Still on the subject of bird senses in my recent blog Homing Instinct in Birds – How do they do it? this follows a White-tailed Eagle’s spotting success as it is launched from the top of the Burj Khalifa, at 830m (2,722ft) the world’s tallest man-made construction. The bird astonishingly sees her/his handler and makes straight for him. We see this from a camera mounted on the birds back. The last part as the bird dives the last few hundred metres is wonderful.

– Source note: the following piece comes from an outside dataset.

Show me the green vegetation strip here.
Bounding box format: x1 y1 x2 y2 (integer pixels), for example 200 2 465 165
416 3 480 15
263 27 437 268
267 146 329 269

I found this, courtesy of a friend in British Columbia, at http://www.flixxy.com/world-record-eagle-flight-from-worlds-tallest-building.htm?utm_source=nl at Flixxy.com
The caption reads:
An imperial eagle named Darshan captured phenomenal views of the capital of the United Arab Emirates while taking cues from his trainer on the ground. The eagle flight was arranged by the nature conservation group Freedom Conservation with the purpose of drawing attention to eagle conservation. This white-tailed eagle has been critically endangered for the last 50 years. With a height of 2,722 feet (830 m), the Burj Khalifa in Dubai, United Arab Emirates is currently the world’s tallest building. A bird’s eye view is the view of one who is so high up as to not focus on the petty or ugly details of the world. This eagle sees all the way that it should be seen, as perfectly beautiful. Camera: Sony ActionCam Mini
The last two sentences could be re-drafted, but the message is clear. Interested though that the caption claims that the White-tailed Eagle (the video doesn’t show it clearly but it certainly looks like a White-tailed Eagle) is critically endangered. According to Wikipedia, always a good conservation status source, the White-tailed Eagle is ‘Least Concern’. Maybe in some parts of the world it is critically endangered but certainly not in my patch in winter, see pix below taken in November 2015 near Almaty in Kazakhstan. Over two hundred birds in the area that day. OK, I know, I’m just lucky!
That’s not to say that these exceptional raptors, and all others, shouldn’t be protected. They most definitely should be protected and cherished. Always a thrill to watch these huge raptors.